Now that we’ve read all three files, we’re ready to zip them to create our dataset.

Create dataset X by zipping signal_1, signal_2, and signal_3 into a single list

X = list(zip(signal_1, signal_2, signal_3))

X[:10]

[(879, 157, 879),
 (1268, 899, 2584),
 (1460, 1610, 4081),
 (1756, 2325, 5682),
 (1943, 3022, 7147),
 (2216, 3718, 8689),
 (2407, 4386, 10114),
 (2668, 5056, 11583),
 (2866, 5690, 12954),
 (3106, 6318, 14327)]

We are now ready to run ICA to try to retrieve the original signals.

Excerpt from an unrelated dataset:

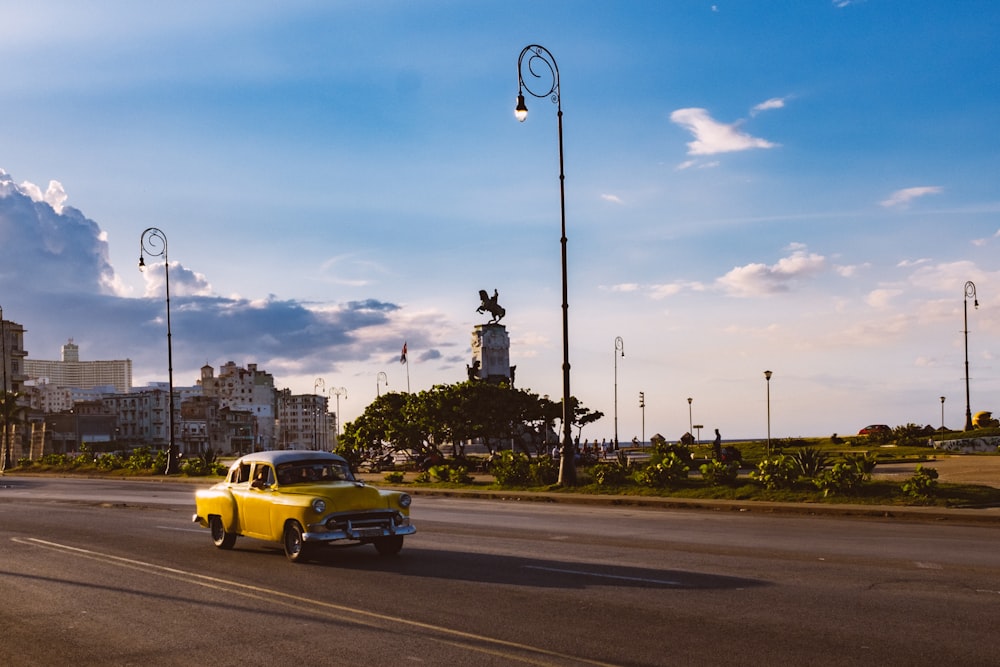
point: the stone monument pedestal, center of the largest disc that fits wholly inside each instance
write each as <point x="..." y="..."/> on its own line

Import sklearn’s FastICA module
Initialize FastICA look for three components
Run the FastICA algorithm using fit_transform on dataset X

# Import FastICA
from sklearn.decomposition import FastICA

# Initialize FastICA with n_components=3
ica = FastICA(n_components=3)

# Run the FastICA algorithm using fit_transform on dataset X
ica_result = ica.fit_transform(X)

ica_result now contains the result of FastICA, which we hope are the original signals. It’s in the shape:

ica_result.shape

(264515, 3)

Split into separate signals and look at them

result_signal_1 = ica_result[:,0]
result_signal_2 = ica_result[:,1]
result_signal_3 = ica_result[:,2]

Plot, to see how the wave forms look

# Plot Independent Component #1
plt.figure(figsize=(12,2))
plt.title('Independent Component #1')
plt.plot(result_signal_1, c="#df8efd")
plt.ylim(-0.010, 0.010)
plt.show()

# Plot Independent Component #2
plt.figure(figsize=(12,2))
plt.title('Independent Component #2')
plt.plot(result_signal_2, c="#87de72")
plt.ylim(-0.010, 0.010)
plt.show()

# Plot Independent Component #3
plt.figure(figsize=(12,2))
plt.title('Independent Component #3')
plt.plot(result_signal_3, c="#f65e97")
plt.ylim(-0.010, 0.010)
plt.show()

png

Now, save the files as wave files. This requires:

convert them to integer (so we can save as PCM 16-bit Wave files), otherwise only some media players would be able to play them and others won’t
Map the values to the appropriate range for int16 audio. That range is between -32768 and +32767. A basic mapping can be done by multiplying by 32767.
The sounds will be a little faint, we can increase the volume by multiplying by a value like 100

from scipy.io import wavfile

# Convert to int, map the appropriate range, and increase the volume a little bit
result_signal_1_int = np.int16(result_signal_1*32767*100)
result_signal_2_int = np.int16(result_signal_2*32767*100)
result_signal_3_int = np.int16(result_signal_3*32767*100)

# Write wave files
wavfile.write("ica-on-sound-files/result_signal_1.wav", fs, result_signal_1_int)
wavfile.write("ica-on-sound-files/result_signal_2.wav", fs, result_signal_2_int)
wavfile.write("ica-on-sound-files/result_signal_3.wav", fs, result_signal_3_int)

This content is taken from notes I took while pursuing the Intro to Machine Learning with Pytorch nanodegree certification.